Vaisampayana berkata, "Setelah mengatakan hal ini kepada para Rakshasa, Bhimasena yang bersenjata perkasa dan sangat tak kenal ampun, yang memiliki kekuatan besar, terjun ke dalam danau teratai. Di sana, Bhimasena yang kuat itu dilarang oleh para Rakshasa, dengan mengatakan, 'Jangan lakukan ini;' dan mereka dari segala penjuru mulai menganiayanya dengan marah. Namun karena meremehkan para Rakshasa ini, salah satu raksasa dengan kehebatan mengerikan itu terjatuh (semakin jauh). Sekarang mereka semua bersiap untuk menentangnya. Dan dengan mata berputar-putar, mereka mengangkat tangan mereka, dan menyerbu Bhimasena dengan marah, sambil berseru, 'Tangkap dia!' 'Ikat dia! Heh dia! Kita akan memasak Bhimasena dan memakannya!' Kemudian orang yang berkekuatan besar itu, mengambil tongkatnya yang besar dan perkasa bertatahkan lempengan-lempengan emas, seperti tongkat Yama sendiri, berbalik ke arah tongkat itu, dan kemudian berkata, 'Diam!' Mendengar hal ini, mereka menyerangnya dengan penuh semangat, mengacungkan tombak, kapak, dan senjata lainnya. Dan karena ingin menghancurkan Bhima, Krodhavasa yang mengerikan dan ganas itu mengepung Bhima dari semua sisi.
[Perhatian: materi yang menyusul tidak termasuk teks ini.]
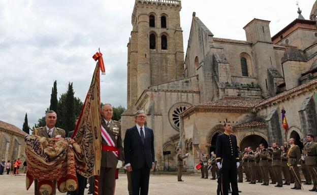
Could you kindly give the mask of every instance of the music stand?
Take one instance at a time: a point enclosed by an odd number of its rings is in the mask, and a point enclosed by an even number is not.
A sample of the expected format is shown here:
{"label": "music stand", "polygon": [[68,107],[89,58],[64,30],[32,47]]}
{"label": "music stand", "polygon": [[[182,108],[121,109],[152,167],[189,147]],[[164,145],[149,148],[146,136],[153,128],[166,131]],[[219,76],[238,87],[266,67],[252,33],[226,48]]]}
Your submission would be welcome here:
{"label": "music stand", "polygon": [[155,165],[154,166],[154,170],[153,170],[153,175],[155,175],[155,170],[156,169],[157,169],[157,171],[158,172],[158,175],[161,175],[161,173],[160,173],[160,169],[158,169],[158,167],[157,166],[157,162],[155,161]]}
{"label": "music stand", "polygon": [[163,155],[164,157],[164,170],[165,170],[165,155],[167,155],[167,171],[170,170],[170,159],[169,158],[169,154],[171,154],[171,151],[164,151]]}

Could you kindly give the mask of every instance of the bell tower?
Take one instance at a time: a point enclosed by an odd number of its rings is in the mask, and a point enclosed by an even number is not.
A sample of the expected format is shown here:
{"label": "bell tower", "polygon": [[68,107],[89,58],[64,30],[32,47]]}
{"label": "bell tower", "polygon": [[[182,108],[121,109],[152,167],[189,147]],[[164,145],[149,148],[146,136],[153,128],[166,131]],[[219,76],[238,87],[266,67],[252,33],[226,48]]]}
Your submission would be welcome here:
{"label": "bell tower", "polygon": [[149,86],[184,76],[180,1],[136,0],[128,44],[128,108]]}

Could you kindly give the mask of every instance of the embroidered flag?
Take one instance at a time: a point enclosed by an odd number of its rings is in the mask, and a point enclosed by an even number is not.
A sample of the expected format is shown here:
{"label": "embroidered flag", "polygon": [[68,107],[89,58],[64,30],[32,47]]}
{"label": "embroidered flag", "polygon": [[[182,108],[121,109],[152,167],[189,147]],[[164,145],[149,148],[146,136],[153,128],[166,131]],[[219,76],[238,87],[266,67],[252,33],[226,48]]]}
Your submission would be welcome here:
{"label": "embroidered flag", "polygon": [[287,123],[287,121],[286,121],[286,116],[285,114],[286,113],[286,111],[284,109],[282,109],[282,125],[283,126],[283,128],[287,131],[289,130],[289,125]]}

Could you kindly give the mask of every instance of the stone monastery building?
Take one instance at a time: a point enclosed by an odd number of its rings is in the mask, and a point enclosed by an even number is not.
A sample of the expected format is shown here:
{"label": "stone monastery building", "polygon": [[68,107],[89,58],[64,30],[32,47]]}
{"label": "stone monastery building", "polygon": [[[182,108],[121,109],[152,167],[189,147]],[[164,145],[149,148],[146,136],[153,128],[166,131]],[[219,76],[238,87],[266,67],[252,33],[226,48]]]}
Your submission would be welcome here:
{"label": "stone monastery building", "polygon": [[168,159],[175,168],[180,147],[189,153],[191,170],[199,152],[215,150],[226,121],[240,148],[290,138],[302,147],[306,135],[317,135],[317,1],[309,19],[299,9],[298,17],[273,36],[269,21],[255,18],[243,27],[246,41],[215,37],[194,12],[186,53],[181,9],[180,1],[135,2],[123,137],[144,110],[159,166],[167,168]]}

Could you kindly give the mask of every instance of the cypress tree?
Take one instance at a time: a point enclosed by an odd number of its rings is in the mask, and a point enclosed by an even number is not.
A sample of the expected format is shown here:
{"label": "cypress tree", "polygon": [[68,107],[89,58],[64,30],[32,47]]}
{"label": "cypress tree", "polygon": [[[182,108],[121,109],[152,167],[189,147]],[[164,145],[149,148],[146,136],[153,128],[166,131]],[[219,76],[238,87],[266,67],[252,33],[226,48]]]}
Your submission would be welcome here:
{"label": "cypress tree", "polygon": [[23,123],[23,127],[22,128],[23,131],[28,134],[29,134],[29,126],[27,123],[27,113],[25,113],[25,117],[24,118],[24,122]]}
{"label": "cypress tree", "polygon": [[75,127],[75,98],[74,97],[74,89],[73,83],[69,83],[68,89],[66,92],[65,103],[64,105],[64,113],[62,115],[62,127],[66,132],[66,135],[68,132],[73,131]]}
{"label": "cypress tree", "polygon": [[52,88],[52,93],[51,94],[51,104],[49,107],[50,110],[57,111],[57,82],[55,80]]}

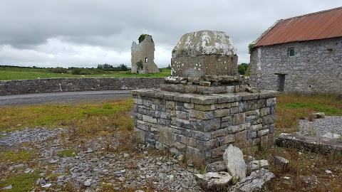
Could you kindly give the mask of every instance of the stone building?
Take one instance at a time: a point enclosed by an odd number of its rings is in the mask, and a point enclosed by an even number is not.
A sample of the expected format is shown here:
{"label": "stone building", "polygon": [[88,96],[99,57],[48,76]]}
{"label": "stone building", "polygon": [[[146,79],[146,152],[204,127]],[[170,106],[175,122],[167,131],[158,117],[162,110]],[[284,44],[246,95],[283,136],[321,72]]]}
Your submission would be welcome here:
{"label": "stone building", "polygon": [[140,43],[132,43],[132,73],[156,73],[159,69],[155,63],[155,43],[150,35],[142,34]]}
{"label": "stone building", "polygon": [[172,51],[172,76],[160,89],[131,91],[135,139],[204,164],[222,160],[231,144],[271,145],[276,93],[248,87],[235,51],[224,32],[183,36]]}
{"label": "stone building", "polygon": [[341,26],[342,7],[276,21],[254,41],[251,85],[341,94]]}

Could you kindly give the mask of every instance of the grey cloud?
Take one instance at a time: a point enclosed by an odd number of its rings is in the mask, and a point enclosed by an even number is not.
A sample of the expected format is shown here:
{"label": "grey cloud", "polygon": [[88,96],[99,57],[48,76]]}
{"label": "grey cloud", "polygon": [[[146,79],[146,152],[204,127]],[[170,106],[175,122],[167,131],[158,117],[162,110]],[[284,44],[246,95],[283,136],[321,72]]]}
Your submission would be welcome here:
{"label": "grey cloud", "polygon": [[[23,53],[37,50],[49,39],[59,39],[65,46],[93,46],[117,54],[129,52],[132,41],[137,41],[141,33],[149,33],[156,49],[168,52],[160,54],[166,57],[183,34],[208,29],[226,32],[238,49],[239,63],[247,63],[248,43],[276,20],[339,6],[339,0],[3,0],[0,46],[10,45],[17,52],[22,50],[16,60],[20,63],[29,58]],[[53,48],[48,53],[38,51],[35,61],[41,59],[43,63],[46,60],[43,55],[54,54]],[[164,63],[169,59],[156,58],[161,65],[168,64]],[[125,63],[130,60],[125,59]],[[5,60],[9,60],[0,58],[0,65]],[[87,59],[79,62],[84,60]],[[77,59],[72,62],[78,64]]]}

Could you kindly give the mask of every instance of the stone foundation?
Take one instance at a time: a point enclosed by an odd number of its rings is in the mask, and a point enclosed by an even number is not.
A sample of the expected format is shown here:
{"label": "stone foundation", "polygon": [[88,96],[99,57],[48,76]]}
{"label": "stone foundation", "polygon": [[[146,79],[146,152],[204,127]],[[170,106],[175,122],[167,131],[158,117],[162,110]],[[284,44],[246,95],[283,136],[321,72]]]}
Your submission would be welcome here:
{"label": "stone foundation", "polygon": [[196,163],[222,160],[230,144],[242,149],[273,144],[274,91],[197,95],[138,90],[131,94],[138,141]]}

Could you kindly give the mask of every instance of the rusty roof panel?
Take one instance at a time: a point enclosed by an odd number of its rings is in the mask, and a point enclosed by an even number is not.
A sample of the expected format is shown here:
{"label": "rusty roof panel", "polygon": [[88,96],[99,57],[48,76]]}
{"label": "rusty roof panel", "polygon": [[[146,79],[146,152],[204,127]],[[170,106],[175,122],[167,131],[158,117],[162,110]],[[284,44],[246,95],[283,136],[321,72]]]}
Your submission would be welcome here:
{"label": "rusty roof panel", "polygon": [[255,46],[342,36],[342,7],[280,21]]}

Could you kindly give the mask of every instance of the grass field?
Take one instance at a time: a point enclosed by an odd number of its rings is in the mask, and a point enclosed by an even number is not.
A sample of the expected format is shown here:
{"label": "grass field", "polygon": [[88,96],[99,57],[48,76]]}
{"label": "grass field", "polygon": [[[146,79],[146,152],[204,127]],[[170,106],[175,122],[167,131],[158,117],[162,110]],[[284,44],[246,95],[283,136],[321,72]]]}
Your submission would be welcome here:
{"label": "grass field", "polygon": [[333,95],[279,94],[276,97],[277,132],[298,131],[298,120],[311,118],[314,112],[342,116],[342,97]]}
{"label": "grass field", "polygon": [[[90,69],[91,70],[91,69]],[[53,73],[49,69],[9,68],[0,66],[0,80],[31,80],[37,78],[115,78],[115,77],[168,77],[171,75],[171,70],[162,69],[162,72],[153,74],[130,74],[126,71],[103,71],[97,75],[72,75],[68,73]]]}
{"label": "grass field", "polygon": [[[133,119],[128,114],[132,107],[131,99],[99,104],[0,107],[0,132],[26,127],[43,126],[66,127],[70,131],[68,137],[75,138],[130,135]],[[341,98],[327,95],[279,95],[276,109],[276,134],[295,132],[298,129],[298,119],[306,118],[314,112],[342,116]],[[127,146],[134,142],[129,139],[125,142]],[[63,151],[60,155],[72,156],[73,152]],[[269,169],[276,177],[266,185],[264,191],[342,191],[341,154],[322,155],[293,148],[273,146],[262,149],[260,151],[247,150],[245,154],[252,155],[256,159],[269,160],[271,156],[279,155],[289,161],[286,168],[270,165]],[[0,161],[16,162],[19,156],[27,161],[32,158],[32,154],[26,151],[7,151],[1,152]],[[326,170],[331,171],[333,174],[327,174]],[[289,178],[285,179],[285,176]],[[5,181],[0,181],[0,187],[17,182],[20,183],[21,191],[26,191],[34,185],[37,178],[37,175],[14,176]]]}

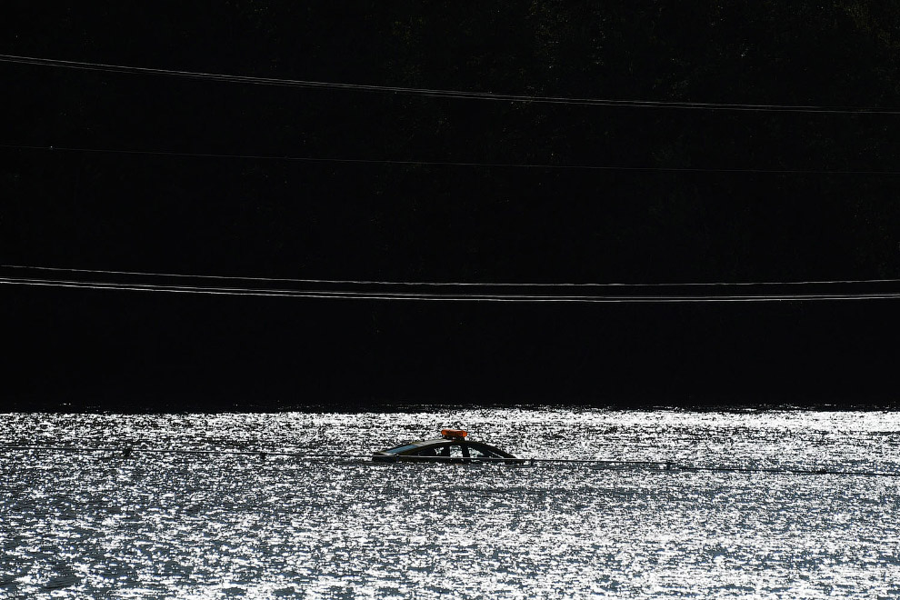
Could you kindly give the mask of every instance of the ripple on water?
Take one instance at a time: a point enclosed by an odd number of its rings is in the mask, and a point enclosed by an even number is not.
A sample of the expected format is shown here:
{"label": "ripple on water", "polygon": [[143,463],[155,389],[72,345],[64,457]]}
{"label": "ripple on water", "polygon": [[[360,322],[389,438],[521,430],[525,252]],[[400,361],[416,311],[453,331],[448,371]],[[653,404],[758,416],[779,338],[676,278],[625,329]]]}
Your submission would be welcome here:
{"label": "ripple on water", "polygon": [[[3,415],[3,445],[365,455],[463,425],[525,456],[900,472],[900,414]],[[897,480],[0,454],[11,597],[894,597]]]}

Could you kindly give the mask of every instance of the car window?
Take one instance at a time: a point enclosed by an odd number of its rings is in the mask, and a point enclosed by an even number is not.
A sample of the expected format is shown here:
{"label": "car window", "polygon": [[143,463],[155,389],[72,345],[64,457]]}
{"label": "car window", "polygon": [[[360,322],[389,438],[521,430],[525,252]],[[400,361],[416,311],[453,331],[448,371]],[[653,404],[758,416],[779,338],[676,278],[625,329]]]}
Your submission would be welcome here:
{"label": "car window", "polygon": [[469,455],[475,458],[501,458],[501,456],[486,448],[476,448],[475,446],[469,446]]}
{"label": "car window", "polygon": [[390,450],[385,450],[385,452],[386,452],[388,454],[391,454],[391,455],[396,455],[396,454],[400,454],[401,452],[406,452],[407,450],[412,450],[412,449],[417,448],[417,447],[418,446],[415,445],[415,444],[409,444],[407,445],[399,445],[399,446],[397,446],[395,448],[391,448]]}

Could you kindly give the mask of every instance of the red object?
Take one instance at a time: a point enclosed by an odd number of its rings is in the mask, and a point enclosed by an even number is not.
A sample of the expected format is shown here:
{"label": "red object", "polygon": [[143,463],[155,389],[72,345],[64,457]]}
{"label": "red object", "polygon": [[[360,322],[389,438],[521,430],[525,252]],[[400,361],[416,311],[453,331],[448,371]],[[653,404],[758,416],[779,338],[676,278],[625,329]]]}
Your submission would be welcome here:
{"label": "red object", "polygon": [[468,435],[469,432],[462,429],[441,429],[441,435],[451,440],[461,440]]}

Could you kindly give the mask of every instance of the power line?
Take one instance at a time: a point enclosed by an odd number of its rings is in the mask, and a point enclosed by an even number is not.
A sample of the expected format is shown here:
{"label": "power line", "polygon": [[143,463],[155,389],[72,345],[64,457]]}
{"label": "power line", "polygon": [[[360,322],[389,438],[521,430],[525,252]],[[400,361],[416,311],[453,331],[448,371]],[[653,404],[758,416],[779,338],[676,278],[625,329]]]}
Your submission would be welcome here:
{"label": "power line", "polygon": [[57,60],[37,56],[22,56],[16,55],[0,55],[0,62],[31,65],[37,66],[51,66],[58,68],[80,69],[85,71],[101,71],[125,75],[159,75],[199,79],[236,84],[251,84],[255,85],[277,85],[283,87],[297,87],[305,89],[326,89],[355,92],[372,92],[381,94],[404,94],[424,97],[449,98],[456,100],[490,100],[499,102],[515,102],[527,104],[549,105],[579,105],[585,106],[614,106],[626,108],[656,108],[656,109],[690,109],[690,110],[717,110],[743,112],[777,112],[777,113],[823,113],[838,115],[900,115],[900,110],[879,107],[846,107],[846,106],[820,106],[801,105],[777,104],[738,104],[714,102],[663,102],[651,100],[614,100],[607,98],[579,98],[570,96],[529,95],[521,94],[494,94],[490,92],[469,92],[464,90],[426,89],[417,87],[404,87],[398,85],[371,85],[362,84],[342,84],[325,81],[311,81],[303,79],[284,79],[278,77],[256,77],[249,75],[234,75],[219,73],[202,73],[195,71],[176,71],[171,69],[147,68],[128,66],[124,65],[109,65],[82,61]]}
{"label": "power line", "polygon": [[724,287],[724,286],[751,286],[751,285],[875,285],[875,284],[895,284],[900,283],[900,279],[832,279],[832,280],[808,280],[808,281],[756,281],[756,282],[695,282],[695,283],[649,283],[649,284],[624,284],[624,283],[490,283],[490,282],[425,282],[425,281],[385,281],[368,279],[299,279],[290,277],[256,277],[246,275],[190,275],[184,273],[150,273],[146,271],[115,271],[110,269],[77,269],[56,266],[31,266],[25,265],[0,265],[0,268],[50,271],[56,273],[91,273],[102,275],[137,275],[141,277],[175,277],[185,279],[218,279],[218,280],[239,280],[239,281],[257,281],[257,282],[288,282],[298,284],[328,284],[328,285],[402,285],[402,286],[484,286],[484,287],[608,287],[608,288],[627,288],[627,287]]}
{"label": "power line", "polygon": [[852,170],[852,169],[754,169],[754,168],[710,168],[693,166],[627,166],[621,165],[552,165],[535,163],[477,163],[463,161],[391,160],[377,158],[340,158],[322,156],[288,156],[272,155],[240,155],[196,152],[172,152],[167,150],[133,150],[124,148],[85,148],[60,145],[29,145],[0,144],[0,148],[14,150],[42,150],[50,152],[80,152],[87,154],[138,155],[186,158],[224,158],[275,160],[304,163],[344,163],[351,165],[395,165],[406,166],[485,167],[512,169],[555,169],[584,171],[632,171],[660,173],[722,173],[753,175],[900,175],[900,171]]}
{"label": "power line", "polygon": [[236,287],[214,285],[175,285],[163,284],[85,282],[64,279],[0,277],[0,285],[58,287],[92,290],[118,290],[131,292],[168,292],[174,294],[201,294],[231,296],[268,296],[330,300],[392,300],[428,302],[525,302],[525,303],[580,303],[580,304],[672,304],[672,303],[759,303],[807,302],[835,300],[892,300],[900,298],[900,292],[875,293],[806,293],[768,295],[547,295],[547,294],[482,294],[447,292],[360,292],[326,289],[275,289],[263,287]]}

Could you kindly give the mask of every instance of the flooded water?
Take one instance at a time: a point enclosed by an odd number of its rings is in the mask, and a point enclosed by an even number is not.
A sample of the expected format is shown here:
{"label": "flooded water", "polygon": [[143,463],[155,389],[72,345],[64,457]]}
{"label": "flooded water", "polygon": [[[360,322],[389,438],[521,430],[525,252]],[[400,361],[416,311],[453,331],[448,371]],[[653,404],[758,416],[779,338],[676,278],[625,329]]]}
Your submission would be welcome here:
{"label": "flooded water", "polygon": [[[0,422],[0,597],[900,596],[900,478],[791,472],[900,474],[900,413]],[[526,457],[775,471],[149,452],[365,455],[445,426]],[[80,450],[9,449],[24,445]]]}

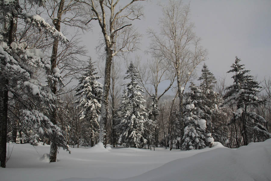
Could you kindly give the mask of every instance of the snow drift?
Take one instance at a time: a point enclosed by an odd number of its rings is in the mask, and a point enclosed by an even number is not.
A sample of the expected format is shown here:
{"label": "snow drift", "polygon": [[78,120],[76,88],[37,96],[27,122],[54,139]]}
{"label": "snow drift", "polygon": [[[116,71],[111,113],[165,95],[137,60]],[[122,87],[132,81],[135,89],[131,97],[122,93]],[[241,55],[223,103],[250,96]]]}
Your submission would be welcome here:
{"label": "snow drift", "polygon": [[219,148],[181,158],[123,179],[70,178],[61,181],[270,180],[271,139],[235,149]]}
Namun yang satu itu, karena diberkahi dengan kekuatan, telah dilahirkan oleh Vayu di dalam rahim Kunti; dan dia heroik dan energik, dan pembunuh musuh, dan selalu mengabdi pada kebajikan dan kebenaran, dan tidak mampu ditaklukkan oleh musuh melalui kehebatannya. Oleh karena itu, Bhima yang berjiwa besar ini mengalahkan semua manuver musuh, dan mematahkan lengan mereka, membunuh lebih dari seratus orang di tepi danau, dimulai dari yang paling depan. Dan kemudian menyaksikan kehebatan dan kekuatannya, dan kekuatan keterampilannya, dan juga keperkasaan lengannya; dan karena tidak tahan (serangan), para pahlawan utama itu tiba-tiba melarikan diri ke segala arah secara berkelompok.
“Dipukuli dan ditusuk oleh Bhimasena, para Krodhavasa itu meninggalkan medan pertempuran, dan dalam kebingungan segera melarikan diri menuju tebing Kailasa, mendukung
hal. 313
diri mereka di langit. Setelah menggunakan kehebatannya mengalahkan pasukan tersebut, sama seperti Sakra telah mengalahkan pasukan Daitya dan Danawa, dia (Bhima), setelah dia menaklukkan musuh, terjun ke dalam danau dan mulai mengumpulkan bunga teratai, dengan tujuan mencapai tujuannya. Dan saat dia meminum air itu, seperti itu nektar, energi dan kekuatannya kembali pulih sepenuhnya; dan ia pun memetik dan mengumpulkan teratai Saugandhika yang wanginya sangat harum. Sebaliknya, para Krodhavasa, yang terdorong oleh keperkasaan Bhima dan sangat ketakutan, menghadap penguasa kekayaan, dan menceritakan secara pasti kehebatan dan kekuatan Bhima dalam berperang. Mendengar perkataan mereka, dewa (Kuvera) tersenyum lalu berkata, 'Biarlah Bhima mengambilkan bunga teratai untuk Kresna sebanyak yang dia suka. Ini sudah saya ketahui.' Setelah mendapat izin dari penguasa kekayaan, mereka (Rakshasa) yang melepaskan amarahnya, pergi menemui suku Kuru yang paling terkemuka, dan di danau teratai itu mereka melihat Bhima sendirian, sedang berolah raga dengan gembira.”